High HCys in schizophrenia has been related to the above reported genetic variations, but several new findings are also in support of epigenetic causes. The amount of HCys in tissues and blood depends from Met metabolism balance and, in particular, from the relative activities of Met transmethylation and remethylation enzymes, regulated by the intake of folic acid and B group vitamins. High circulating levels of HCys have been related not only to neuropsychiatric disorders but also to cardiovascular diseases, diabetes and neurodegenerative diseases, indicating that its metabolism exert pleiotropic effects in the body. An interesting finding has shown the significant reduction of transthyretin, a protein transporter of the circulating thyroid hormone T4 and retinol, in psychosis.

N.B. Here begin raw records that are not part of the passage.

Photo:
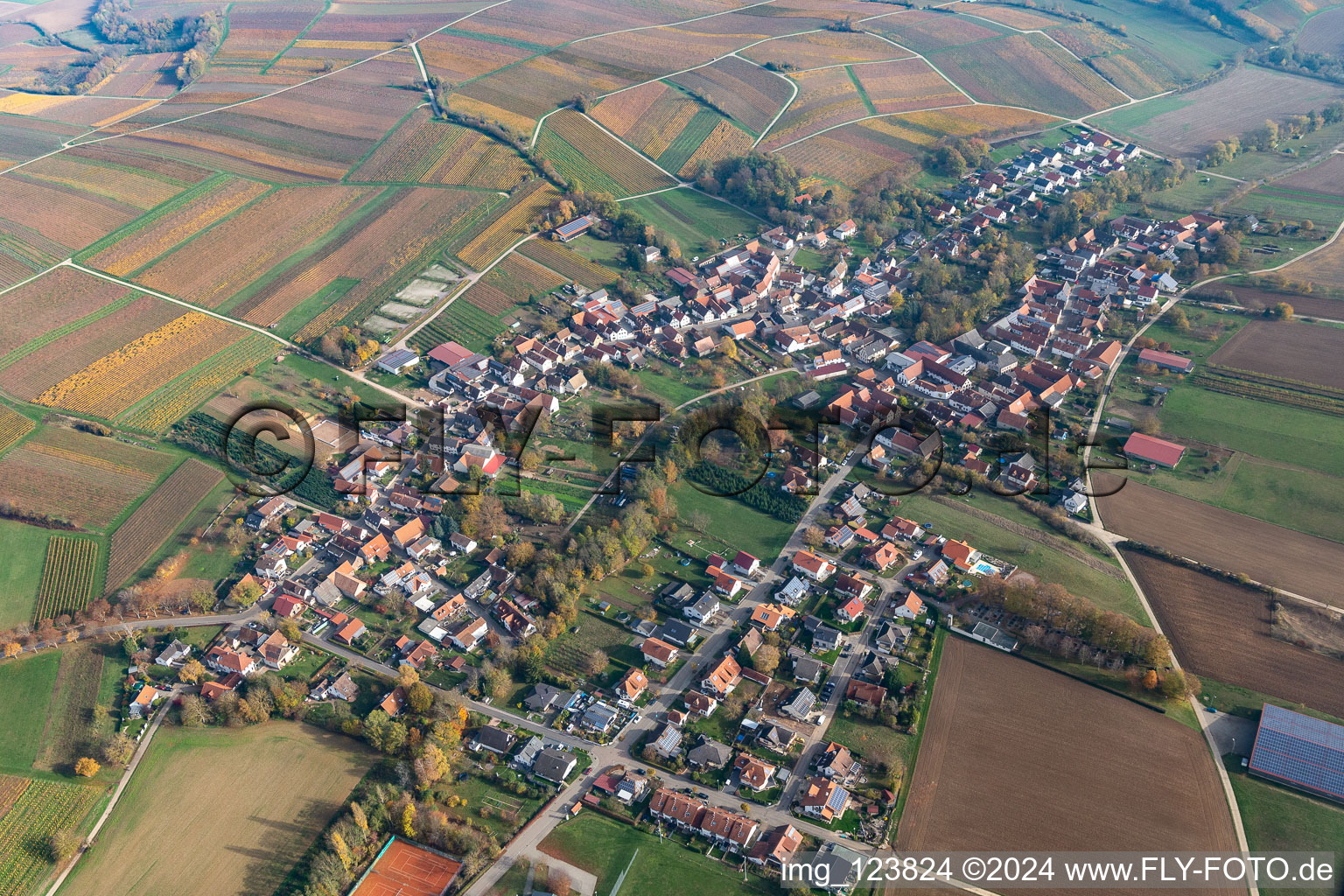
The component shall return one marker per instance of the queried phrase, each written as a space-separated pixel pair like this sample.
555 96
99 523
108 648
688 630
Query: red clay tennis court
406 870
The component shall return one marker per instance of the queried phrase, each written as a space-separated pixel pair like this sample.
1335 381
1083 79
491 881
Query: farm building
577 228
1300 751
408 870
1166 360
1153 451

Since HCys reduces the active form of transthyretin, cognitive impairment in psychosis and schizophrenia could be linked to high HCys levels and low transthyretin.
The hypothesis formulated by Costa and coauthors starts instead from the early Met studies on schizophrenia and relates these findings to an hypermethylation of specific genes, provoking their down-regulation, in schizophrenic patients. The susceptibility seems linked to gender variables. Interestingly, Met metabolism and dopamine transmission have been found interlaced in schizophrenia, a finding needing replication. Thus, schizophrenia and psychosis are characterized by heterogeneous genetics and, at a different degree, by dopamine/ monoamine imbalance, altered sulfation, S metabolism changes and, possibly, hypermethylation, gene expression down-regulation patterns and transthyretin deficit. Mytochondrial dysfunctions are also emerging.